Days passed like that: ramen, Jenga, a little Monopoly Deal. There was a nice hot tub I liked to soak in from time to time. Eventually we stopped at an exoplanet frame shop to get the Target flyer framed. Afterwards they gave me a crown and said they’d call me QUEEN FATIMA from now on. Fine. Great. What did I care? I was happy. It sure beat being regular old Fatima, a failed parallel parker from suburban Wisconsin. 

I wondered if my husband even missed me. Maybe he was too busy with Penis Selfie to notice I was gone. After zipping around the Milky Way for ten days, I asked to be dropped off at the Target parking lot. “This was fun, you guys,” I said, “but I swear to God I never want to eat another bowl of ramen for the rest of my life.” At first, they protested and a few tears were shed, but they obeyed their QUEEN FATIMA in the end. 

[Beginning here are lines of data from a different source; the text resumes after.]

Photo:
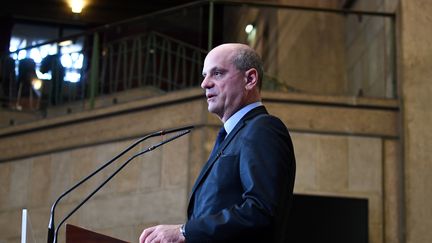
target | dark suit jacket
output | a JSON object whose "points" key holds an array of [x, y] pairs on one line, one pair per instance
{"points": [[244, 192]]}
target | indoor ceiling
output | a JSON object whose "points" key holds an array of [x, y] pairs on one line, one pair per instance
{"points": [[96, 12]]}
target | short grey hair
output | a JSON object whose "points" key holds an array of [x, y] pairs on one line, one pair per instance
{"points": [[247, 58]]}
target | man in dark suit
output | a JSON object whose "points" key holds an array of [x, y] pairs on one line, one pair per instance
{"points": [[244, 191]]}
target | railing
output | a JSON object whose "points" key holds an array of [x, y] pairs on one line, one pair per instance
{"points": [[308, 50]]}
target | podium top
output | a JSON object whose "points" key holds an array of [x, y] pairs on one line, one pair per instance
{"points": [[76, 234]]}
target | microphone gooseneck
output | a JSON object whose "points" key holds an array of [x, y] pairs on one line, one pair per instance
{"points": [[53, 231]]}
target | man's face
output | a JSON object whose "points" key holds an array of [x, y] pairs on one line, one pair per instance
{"points": [[223, 83]]}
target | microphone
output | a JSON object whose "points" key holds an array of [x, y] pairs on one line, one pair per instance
{"points": [[53, 231]]}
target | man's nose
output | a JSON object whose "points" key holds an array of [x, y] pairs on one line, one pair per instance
{"points": [[206, 83]]}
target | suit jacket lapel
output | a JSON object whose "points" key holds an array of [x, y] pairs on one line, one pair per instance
{"points": [[226, 142]]}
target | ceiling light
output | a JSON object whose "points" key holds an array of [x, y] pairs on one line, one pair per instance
{"points": [[65, 43], [76, 5], [249, 28]]}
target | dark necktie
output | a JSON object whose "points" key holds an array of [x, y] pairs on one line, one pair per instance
{"points": [[219, 140]]}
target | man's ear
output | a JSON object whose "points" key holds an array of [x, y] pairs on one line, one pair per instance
{"points": [[251, 79]]}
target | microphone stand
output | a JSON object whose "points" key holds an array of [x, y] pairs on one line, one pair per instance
{"points": [[53, 231]]}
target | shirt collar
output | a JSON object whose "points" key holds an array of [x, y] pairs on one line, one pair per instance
{"points": [[234, 119]]}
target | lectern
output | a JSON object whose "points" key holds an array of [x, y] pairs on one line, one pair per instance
{"points": [[75, 234]]}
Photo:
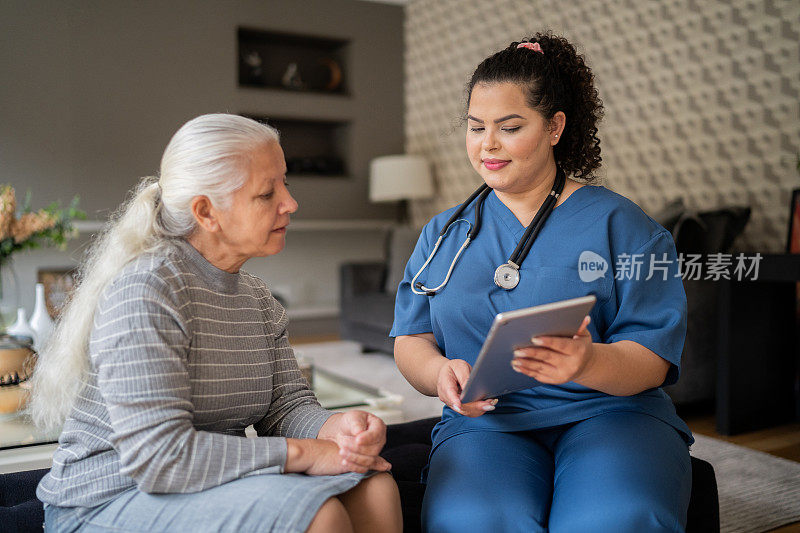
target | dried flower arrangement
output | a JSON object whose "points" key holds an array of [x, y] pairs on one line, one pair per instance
{"points": [[51, 226]]}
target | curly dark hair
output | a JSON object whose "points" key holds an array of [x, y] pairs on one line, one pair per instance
{"points": [[557, 80]]}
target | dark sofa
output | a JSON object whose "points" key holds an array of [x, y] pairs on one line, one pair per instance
{"points": [[407, 448]]}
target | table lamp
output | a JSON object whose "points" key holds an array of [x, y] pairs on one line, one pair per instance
{"points": [[400, 178]]}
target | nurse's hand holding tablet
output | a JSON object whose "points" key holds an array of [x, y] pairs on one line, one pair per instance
{"points": [[556, 360]]}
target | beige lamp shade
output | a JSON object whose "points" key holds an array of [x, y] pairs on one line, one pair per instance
{"points": [[400, 177]]}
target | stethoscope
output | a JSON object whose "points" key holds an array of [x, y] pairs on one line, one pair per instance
{"points": [[506, 276]]}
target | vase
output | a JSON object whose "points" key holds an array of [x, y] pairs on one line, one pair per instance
{"points": [[9, 293], [41, 323], [21, 328]]}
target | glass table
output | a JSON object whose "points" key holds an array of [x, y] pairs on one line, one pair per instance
{"points": [[23, 447]]}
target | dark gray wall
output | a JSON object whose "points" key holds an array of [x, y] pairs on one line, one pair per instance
{"points": [[93, 90]]}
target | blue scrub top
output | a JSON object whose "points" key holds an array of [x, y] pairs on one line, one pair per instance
{"points": [[629, 307]]}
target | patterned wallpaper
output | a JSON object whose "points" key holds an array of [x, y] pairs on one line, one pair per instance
{"points": [[701, 97]]}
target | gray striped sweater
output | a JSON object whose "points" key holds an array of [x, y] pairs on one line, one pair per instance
{"points": [[184, 356]]}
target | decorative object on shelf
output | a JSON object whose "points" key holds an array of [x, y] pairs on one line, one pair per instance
{"points": [[16, 364], [51, 226], [291, 78], [41, 323], [251, 71], [400, 177], [58, 285], [326, 76], [270, 59], [321, 164], [21, 329], [793, 242]]}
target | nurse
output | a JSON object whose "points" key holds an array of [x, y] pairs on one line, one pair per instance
{"points": [[598, 447]]}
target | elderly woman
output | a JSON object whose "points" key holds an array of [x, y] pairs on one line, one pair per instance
{"points": [[168, 351]]}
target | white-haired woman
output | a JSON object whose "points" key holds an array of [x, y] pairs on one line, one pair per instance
{"points": [[167, 351]]}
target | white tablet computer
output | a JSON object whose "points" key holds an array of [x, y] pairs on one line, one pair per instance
{"points": [[492, 375]]}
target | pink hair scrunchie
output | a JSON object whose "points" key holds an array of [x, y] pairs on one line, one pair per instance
{"points": [[531, 46]]}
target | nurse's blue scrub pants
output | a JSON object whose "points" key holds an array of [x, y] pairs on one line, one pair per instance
{"points": [[615, 472]]}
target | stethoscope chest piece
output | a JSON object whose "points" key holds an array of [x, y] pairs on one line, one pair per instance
{"points": [[506, 276]]}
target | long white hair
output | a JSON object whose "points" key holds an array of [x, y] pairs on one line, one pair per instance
{"points": [[210, 156]]}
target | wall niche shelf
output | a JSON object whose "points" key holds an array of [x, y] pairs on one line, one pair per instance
{"points": [[292, 62], [312, 147]]}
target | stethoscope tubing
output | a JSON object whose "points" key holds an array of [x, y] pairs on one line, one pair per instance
{"points": [[521, 250]]}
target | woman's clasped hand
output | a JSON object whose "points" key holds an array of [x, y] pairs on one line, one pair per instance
{"points": [[359, 438]]}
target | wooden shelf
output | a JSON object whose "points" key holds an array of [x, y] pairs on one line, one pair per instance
{"points": [[268, 58]]}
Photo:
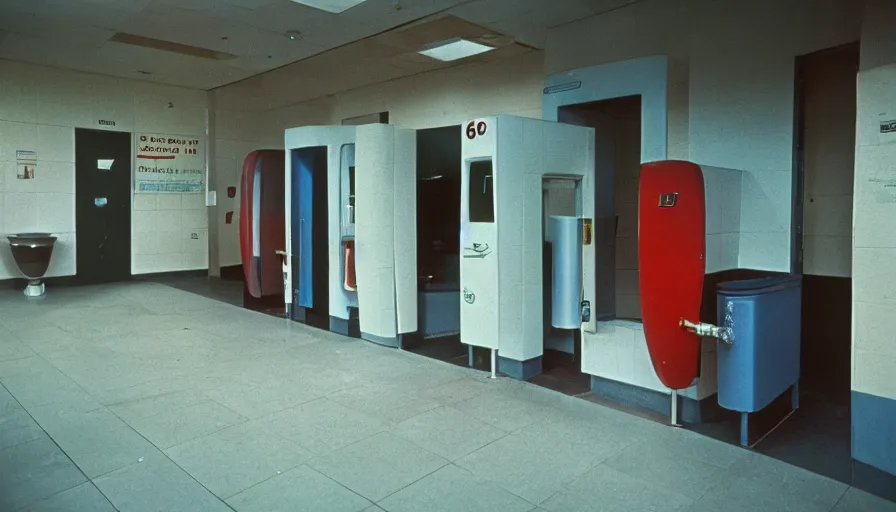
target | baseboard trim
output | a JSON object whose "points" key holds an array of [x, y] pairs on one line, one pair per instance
{"points": [[232, 273], [350, 328], [690, 410], [380, 340]]}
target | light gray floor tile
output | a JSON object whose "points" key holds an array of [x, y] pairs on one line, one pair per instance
{"points": [[237, 458], [48, 339], [692, 444], [743, 494], [180, 425], [152, 353], [83, 498], [448, 432], [456, 390], [14, 436], [44, 386], [11, 348], [97, 441], [260, 400], [535, 467], [152, 405], [299, 490], [378, 466], [856, 500], [388, 403], [608, 490], [451, 489], [156, 485], [322, 426], [503, 410], [33, 471], [789, 479], [673, 471]]}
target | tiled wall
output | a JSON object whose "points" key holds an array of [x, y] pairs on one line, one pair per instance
{"points": [[40, 109], [628, 169], [874, 246], [730, 107], [731, 70], [723, 193]]}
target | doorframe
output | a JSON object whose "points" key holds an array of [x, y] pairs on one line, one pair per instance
{"points": [[133, 170]]}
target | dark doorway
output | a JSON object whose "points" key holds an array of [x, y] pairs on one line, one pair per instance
{"points": [[310, 239], [438, 247], [823, 198], [103, 205], [617, 165]]}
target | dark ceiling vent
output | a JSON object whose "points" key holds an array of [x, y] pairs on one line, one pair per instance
{"points": [[169, 46]]}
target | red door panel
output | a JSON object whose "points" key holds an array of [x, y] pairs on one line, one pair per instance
{"points": [[671, 248], [263, 221]]}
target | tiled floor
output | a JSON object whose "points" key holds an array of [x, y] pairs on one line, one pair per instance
{"points": [[140, 396]]}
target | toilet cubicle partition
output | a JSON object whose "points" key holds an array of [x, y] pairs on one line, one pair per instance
{"points": [[386, 232], [506, 161], [371, 222], [305, 147]]}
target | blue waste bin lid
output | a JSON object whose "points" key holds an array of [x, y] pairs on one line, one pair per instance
{"points": [[759, 286]]}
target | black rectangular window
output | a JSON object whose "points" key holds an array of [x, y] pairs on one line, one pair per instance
{"points": [[482, 192]]}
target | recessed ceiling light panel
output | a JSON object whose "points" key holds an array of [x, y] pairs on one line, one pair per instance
{"points": [[334, 6], [455, 49]]}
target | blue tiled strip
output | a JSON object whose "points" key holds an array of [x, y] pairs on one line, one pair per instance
{"points": [[874, 431]]}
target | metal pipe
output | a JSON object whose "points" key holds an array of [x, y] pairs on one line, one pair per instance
{"points": [[674, 396], [709, 330]]}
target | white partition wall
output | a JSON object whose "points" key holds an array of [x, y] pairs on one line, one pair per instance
{"points": [[505, 162], [386, 232]]}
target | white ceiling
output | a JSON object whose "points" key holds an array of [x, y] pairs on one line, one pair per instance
{"points": [[73, 34]]}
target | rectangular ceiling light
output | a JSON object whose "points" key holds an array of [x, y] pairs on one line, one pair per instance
{"points": [[454, 49], [334, 6]]}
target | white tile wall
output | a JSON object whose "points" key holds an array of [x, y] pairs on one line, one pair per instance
{"points": [[40, 109], [874, 241]]}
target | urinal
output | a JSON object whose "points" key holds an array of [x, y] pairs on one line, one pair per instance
{"points": [[32, 252]]}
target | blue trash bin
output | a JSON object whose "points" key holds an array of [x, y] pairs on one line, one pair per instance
{"points": [[762, 359]]}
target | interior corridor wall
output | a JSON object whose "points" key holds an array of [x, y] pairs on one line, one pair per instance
{"points": [[873, 403], [40, 108], [437, 98], [730, 105]]}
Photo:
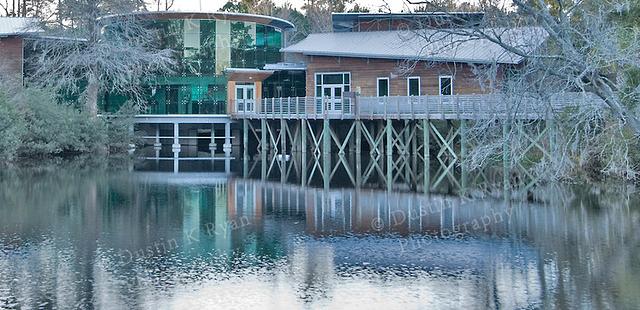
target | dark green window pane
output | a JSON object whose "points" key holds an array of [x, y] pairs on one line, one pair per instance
{"points": [[332, 79], [446, 86]]}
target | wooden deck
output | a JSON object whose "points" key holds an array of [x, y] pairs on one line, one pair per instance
{"points": [[492, 106]]}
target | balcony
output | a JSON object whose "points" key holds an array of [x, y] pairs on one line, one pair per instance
{"points": [[486, 106]]}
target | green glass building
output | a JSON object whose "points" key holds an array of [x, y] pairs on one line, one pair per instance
{"points": [[208, 46]]}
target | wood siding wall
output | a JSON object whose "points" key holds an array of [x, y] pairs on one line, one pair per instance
{"points": [[365, 72], [11, 57]]}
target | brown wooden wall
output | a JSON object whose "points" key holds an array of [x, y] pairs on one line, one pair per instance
{"points": [[11, 57], [364, 74]]}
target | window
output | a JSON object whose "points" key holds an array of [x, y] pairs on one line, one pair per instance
{"points": [[413, 86], [331, 79], [383, 87], [446, 86]]}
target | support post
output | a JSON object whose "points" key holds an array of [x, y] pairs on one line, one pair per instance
{"points": [[326, 150], [389, 137], [263, 136], [227, 139], [245, 139], [426, 141], [176, 147], [358, 153], [176, 140], [283, 136], [263, 146], [157, 146], [506, 155], [463, 154], [303, 142]]}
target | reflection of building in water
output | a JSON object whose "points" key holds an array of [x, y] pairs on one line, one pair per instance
{"points": [[538, 257]]}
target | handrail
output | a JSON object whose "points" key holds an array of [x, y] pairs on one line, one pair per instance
{"points": [[482, 106]]}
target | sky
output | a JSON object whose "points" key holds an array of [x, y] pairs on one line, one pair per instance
{"points": [[214, 5]]}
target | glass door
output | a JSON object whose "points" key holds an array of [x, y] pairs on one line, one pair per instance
{"points": [[332, 96], [245, 98]]}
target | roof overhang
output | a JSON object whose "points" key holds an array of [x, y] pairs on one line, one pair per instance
{"points": [[247, 75], [240, 17], [403, 58], [286, 66]]}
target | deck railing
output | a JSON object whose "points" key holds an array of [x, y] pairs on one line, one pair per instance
{"points": [[418, 107]]}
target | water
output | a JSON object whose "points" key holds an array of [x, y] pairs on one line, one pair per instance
{"points": [[112, 238]]}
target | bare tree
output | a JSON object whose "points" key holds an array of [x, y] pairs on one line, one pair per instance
{"points": [[586, 50], [105, 54]]}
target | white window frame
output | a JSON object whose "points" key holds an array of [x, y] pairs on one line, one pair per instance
{"points": [[315, 81], [378, 86], [440, 84], [409, 85]]}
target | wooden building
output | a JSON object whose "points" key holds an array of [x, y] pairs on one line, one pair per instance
{"points": [[12, 37]]}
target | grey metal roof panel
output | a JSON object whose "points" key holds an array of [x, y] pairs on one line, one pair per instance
{"points": [[263, 19], [18, 25], [424, 44]]}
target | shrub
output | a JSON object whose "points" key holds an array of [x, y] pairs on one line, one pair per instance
{"points": [[33, 123], [11, 128], [58, 129]]}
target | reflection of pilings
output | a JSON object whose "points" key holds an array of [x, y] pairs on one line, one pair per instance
{"points": [[463, 154], [426, 144]]}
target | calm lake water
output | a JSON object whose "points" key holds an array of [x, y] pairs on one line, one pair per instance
{"points": [[120, 238]]}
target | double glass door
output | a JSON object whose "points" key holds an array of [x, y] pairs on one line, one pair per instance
{"points": [[245, 98], [332, 97]]}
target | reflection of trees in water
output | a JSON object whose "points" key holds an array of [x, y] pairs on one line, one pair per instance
{"points": [[583, 237]]}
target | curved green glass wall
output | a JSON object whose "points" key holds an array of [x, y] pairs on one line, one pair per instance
{"points": [[204, 48]]}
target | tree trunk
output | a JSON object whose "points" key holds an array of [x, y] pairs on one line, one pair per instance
{"points": [[92, 96]]}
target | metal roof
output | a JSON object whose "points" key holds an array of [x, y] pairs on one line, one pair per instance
{"points": [[284, 66], [349, 21], [424, 44], [18, 25], [261, 19]]}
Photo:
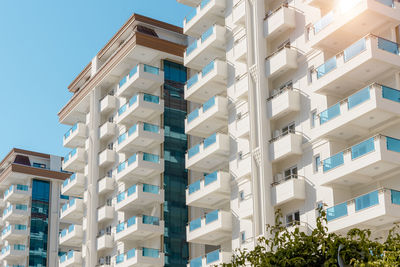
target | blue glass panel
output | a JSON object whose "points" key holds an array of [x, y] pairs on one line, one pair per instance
{"points": [[388, 46], [204, 3], [133, 100], [131, 190], [131, 254], [151, 252], [391, 94], [151, 157], [326, 67], [151, 98], [209, 67], [193, 115], [212, 216], [395, 196], [151, 128], [336, 211], [191, 48], [191, 15], [133, 71], [132, 159], [210, 140], [207, 34], [195, 224], [333, 162], [323, 22], [131, 221], [362, 148], [197, 262], [329, 114], [194, 79], [194, 187], [354, 50], [212, 257], [358, 98], [367, 201], [151, 220], [210, 178], [393, 144], [151, 189], [193, 151], [151, 69], [210, 103]]}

My Honda Fit was nowhere to be found when I returned. I figured someone had probably towed it. But then I looked up to see the Super Target was missing, too. In its place: a megastore four times its size. QUEEN FATIMA’S EMPORIUM OF EXTRAORDINARY DELIGHTS the sign read. Amazing, I thought. Excellent, excellent. 

I dug into my parka pocket to discover my car keys missing. In their place: the cool metal of a foreign chain. I fished it out, holding the chain up under the street light, the air crisp and cold around me. New keys. A fresh start. Adrenaline ringing in my system, I shook them proudly, marveling at their jangle and shine.